In our social system, work undoubtedly determines both economic and social values. In fact, according to Max Weber ethics of the work, one of the foundations of society, is the origin of capitalism, that is, of us. When the machines do the job, will the values remain the same? I doubt it! What values, then? “Are you paid to working, or for thinking?” We should answer at least because, in digital thinking, to make is more than to do.
The scheme of value/work has the market as its platform and the currency as its transaction tool. Well! Two things should make us think we are entering a new way of the same social relationship and therefore of politics: on the one hand, the increasingly widespread application of forms of barter (not necessarily regressive); on the other hand, the spread of bitcoin, which undermines the relationship between value and gold or oil reserves held by the state and which bases its ability to produce transaction in the “trust” governed by an algorithm. Is this the current crisis of the State? And does the danger of dissolution lie in the reappearance of the Empire?

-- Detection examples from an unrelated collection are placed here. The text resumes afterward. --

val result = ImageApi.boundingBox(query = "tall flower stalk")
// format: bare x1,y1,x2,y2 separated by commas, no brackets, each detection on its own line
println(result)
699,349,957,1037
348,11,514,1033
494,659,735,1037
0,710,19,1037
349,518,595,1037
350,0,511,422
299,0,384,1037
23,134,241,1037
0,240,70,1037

Does this not foreshadow, for example, the collapse of the system of values pegged to the primacy of the utility value for new modes of the use-value? Could it be a philosophically radical change of register between necessity and superfluous?
If it is no longer to work to determine values, but it is intelligence and collective creativity (which everyone has in their pockets through his/her I-phone). Can we still face social conflicts starting from the relation between capital and work? Could we still have welfare as a bargaining parameter, or should we ask ourselves what good life can be and then address the problem of biopolitics?
And if values were to be configured in the immaterial of intelligence and collective creativity
(I could also have written about the common good), where and how would they deposit and become social relationship? Maybe on territories? Perhaps territories are no longer the places from which to extract raw material and/or workforce, but they are real ecosystems of and for the common good.
And what about keywords such as accumulation and wealth? What do people accumulate in the bitic immaterial? And how does it turn into wealth?
Perhaps to resolve the social conflict, that is, the good life, should we refer to the redistribution? I do not think so.
Perhaps we should be critical of the political economy of the digital way of production knowing that “… the world appears and presents itself as a huge cluster of bits.”